In 2014, JPMorgan Chase & Co. (JPMC) initiated the Partnerships for Raising Opportunity in Neighborhoods program (PRO Neighborhoods) to provide grants to groups of collaborating CDFIs that devise innovative and efficient ways to inject capital into economically depressed and disinvested neighborhoods. JPMC initiated the program with awards of $33 million over a three-year period to seven groups made up of 26 CDFIs with less than $75 million in net assets. With these grants, JPMC hoped to increase the scale and scope of CDFI lending, encourage the creation of new financial instruments for community development, and stimulate the use of quantitative data in community development programs and planning.

In a diverse set of collaborations, the seven awardees carried out a wide array of programs in communities across the country. These ranged from helping mobile-home residents purchase the land on which they live to lending to homebuyers and small-business owners in predominantly low- and moderate-income Latino communities throughout the Southwest.

​As CDFIs, the awardee collaborations all made loans. Most of these loans went to help owners of single- or multi-family housing or small businesses, but some went to other types of borrowers. For example, one of the collaborations, the Midwest Nonprofit Lenders Alliance, issued facility purchase and improvement loans to nonprofit organizations, including a social service agency, an arts center, and a food provider to the chronically ill.

But the 2014 PRO Neighborhoods awardees engaged in activities other than loaning money as well, including marketing, education and training, and the development of technology. In all, the CDFIs dedicated $6 million of the $33 million in total awards to non-lending activities.

In a new progress report on the first round of PRO Neighborhoods awardees, the Joint Center for Housing Studies found the work of the awardees showed the ability of CDFIs to form diverse types of collaborations, increase financing, and devise novel forms of community development projects. So far, the 2014 PRO Neighborhoods awardees have provided 1,263 loans totaling over $239 million to support low- and moderate-income communities. These loans supported the creation or preservation of 1,616 units of affordable housing and 4,432 jobs, two of the key building blocks of community revitalization.

In addition, the awardees used their grants to attract capital from other sources and thus extend the reach of their lending, one of the main goals of the PRO Neighborhoods program. Taken together, the awardees used $26 million of JPMC capital to leverage an additional $351 million of outside money to support either their own lending or the projects in which they invested.

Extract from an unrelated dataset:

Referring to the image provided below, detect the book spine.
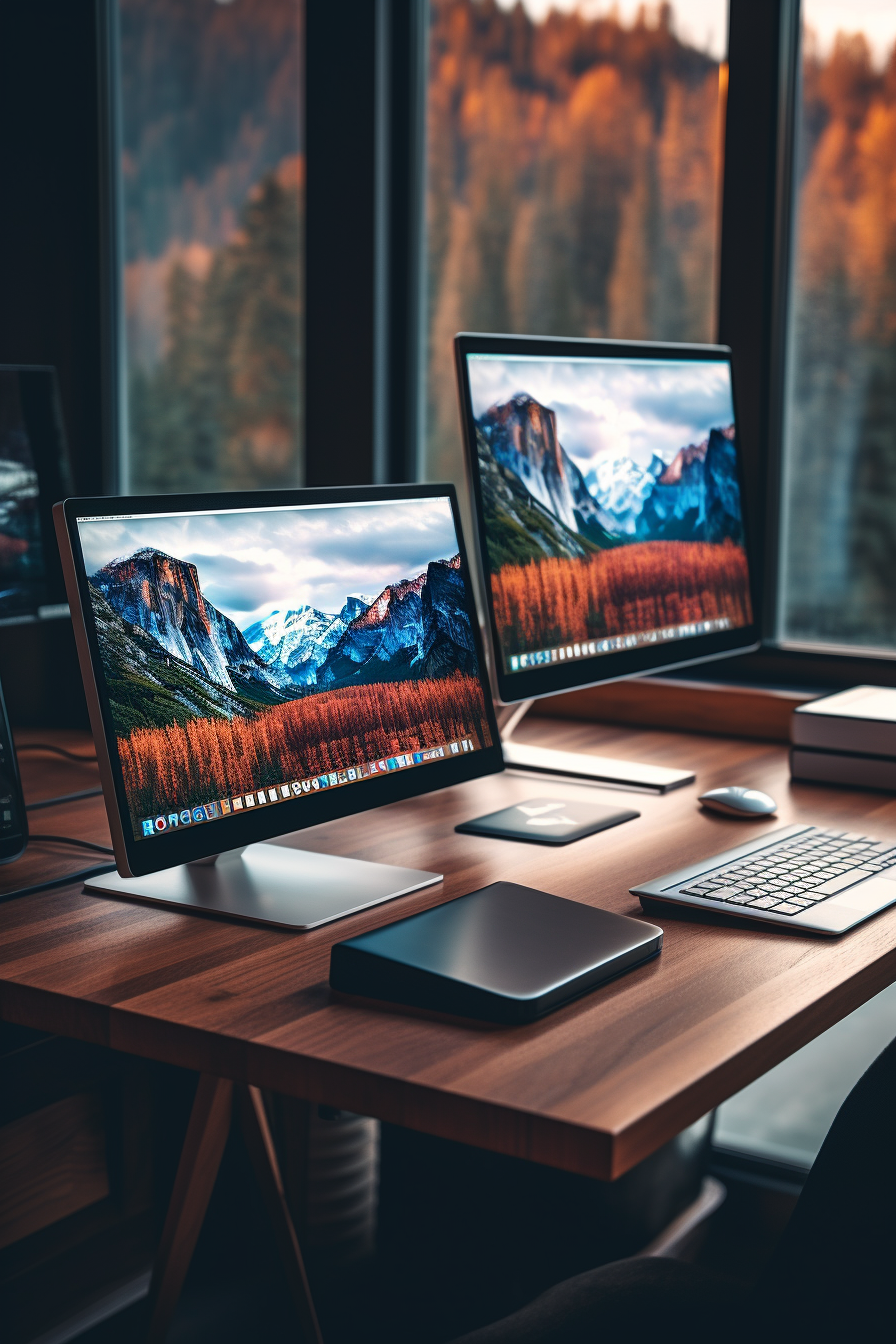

At the same time, awardees engaged in innovative collaborations. The Chicago CDFI Collaborative, for example, brought together three nonprofit lenders to target a long-standing unmet need in depressed inner-city neighborhoods—rehabilitation of 1–4 unit residential buildings—and to offer financing to support every phase of the rehabilitation process. In the Adelante Phoenix! collaborative, the Raza Development Fund provided guarantees to MariSol Federal Credit Union for its new consumer products, including immigration-aid loans and DREAMer student loans.

​As the PRO Neighborhoods Progress Report 2016 report indicates, with sufficient capital, collaborations of CDFIs hold great potential for increasing the scale, scope, and territory of community development lending. Over the next two years, the Joint Center for Housing Studies will continue to follow the progress and challenges not only of the 2014 PRO Neighborhoods awardees but also of the CDFIs collaborations selected for 2015 and 2016 awards. In reports, blog posts, and case studies concerning the PRO Neighborhoods program, we hope to illuminate the possible ways alliances of CDFIs can improve the lives of people living in America’s low-income neighborhoods.